Of course, EMC still have far too many storage products and their sales-team live in a general state of confusion.

Driven by Past Policy

Every now and then, I like to annoy people and point out that much that we are talking about as the future in Open Systems has been done before. And today is one of those days!

I was talking to someone about policy driven storage management and what they described sounded awfully familiar, so I thought I'd do some quick googling and point them in the right direction. I found this series of articles on the IBM website.

It's worth reading up on System-Managed-Storage; there are so many concepts within it which should strike a chord with you especially if you are thinking about what storage is going to look like in the future. And probably like a lot of Bods, you've never had the chance to be indoctrinated into 'the Cult of the Mainframe'.

Data Management – Industrial Light and Magic

Zilla nails it here; too often we are backing up when we should be archiving.
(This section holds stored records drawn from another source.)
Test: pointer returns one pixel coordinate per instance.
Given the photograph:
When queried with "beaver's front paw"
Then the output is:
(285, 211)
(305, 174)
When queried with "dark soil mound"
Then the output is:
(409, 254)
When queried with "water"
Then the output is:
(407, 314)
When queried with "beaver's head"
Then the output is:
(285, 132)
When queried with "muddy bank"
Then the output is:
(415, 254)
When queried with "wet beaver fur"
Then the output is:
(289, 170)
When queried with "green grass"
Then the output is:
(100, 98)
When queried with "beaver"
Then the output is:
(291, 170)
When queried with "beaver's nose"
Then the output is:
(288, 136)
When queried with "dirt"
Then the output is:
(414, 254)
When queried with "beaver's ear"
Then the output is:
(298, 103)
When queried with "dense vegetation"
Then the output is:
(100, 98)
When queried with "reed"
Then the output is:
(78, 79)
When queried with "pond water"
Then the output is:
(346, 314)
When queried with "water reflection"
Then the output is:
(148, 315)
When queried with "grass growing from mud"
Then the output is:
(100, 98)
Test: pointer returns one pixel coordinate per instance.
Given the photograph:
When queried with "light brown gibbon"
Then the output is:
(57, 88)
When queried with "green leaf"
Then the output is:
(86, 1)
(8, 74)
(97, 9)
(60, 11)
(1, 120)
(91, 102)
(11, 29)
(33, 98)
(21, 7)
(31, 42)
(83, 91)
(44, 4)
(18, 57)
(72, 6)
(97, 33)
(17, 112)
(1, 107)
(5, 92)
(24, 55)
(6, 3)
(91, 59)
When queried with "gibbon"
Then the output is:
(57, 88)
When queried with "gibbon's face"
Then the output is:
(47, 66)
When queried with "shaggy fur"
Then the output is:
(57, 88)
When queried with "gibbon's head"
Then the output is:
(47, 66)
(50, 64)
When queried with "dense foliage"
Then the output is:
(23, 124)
We generate so much content which is pretty much Write Once Read Never but it sits there just in case; getting backed-up time and time again whereas it should just go straight into the archive or certainly get moved after a number of days into the archive. Not only will it help with your back-ups, it will save you money.

For example, if you have all your data on expensive filers with expensive software licenses and it is the latter that is the killer especially when the license is based on the capacity of the array not on how much of the licensed feature is used, it would make sense to keep the useage of that array down to the minimum; so get data off it as quickly as possible and onto a lower-cost medium, be it an archive array with minimal features or tape, if you so desire.

But surely this is the promise of HSM or ILM? Surely this is the thing which has been talked about for years but everyone agrees it is too hard, the ROI doesn't stack up etc? But as Zilla points out, data management doesn't have to be complicated; it can be as simple as deleting what you don't use any more and archiving more. We probably need to look at the tools and continue to simplify but data management needs to become something we talk about a lot more.  

Actually, I wonder if we are going to sleep walk into another issue with VMs; it is going to get so easy to spin a VM up for a quick piece of testing, development or whatever and then people are just going to keep them hanging around, just in case. So it won't just be files we have a problem with; it's going to be whole environments.

Perrhaps we should just stop making things so easy for people!?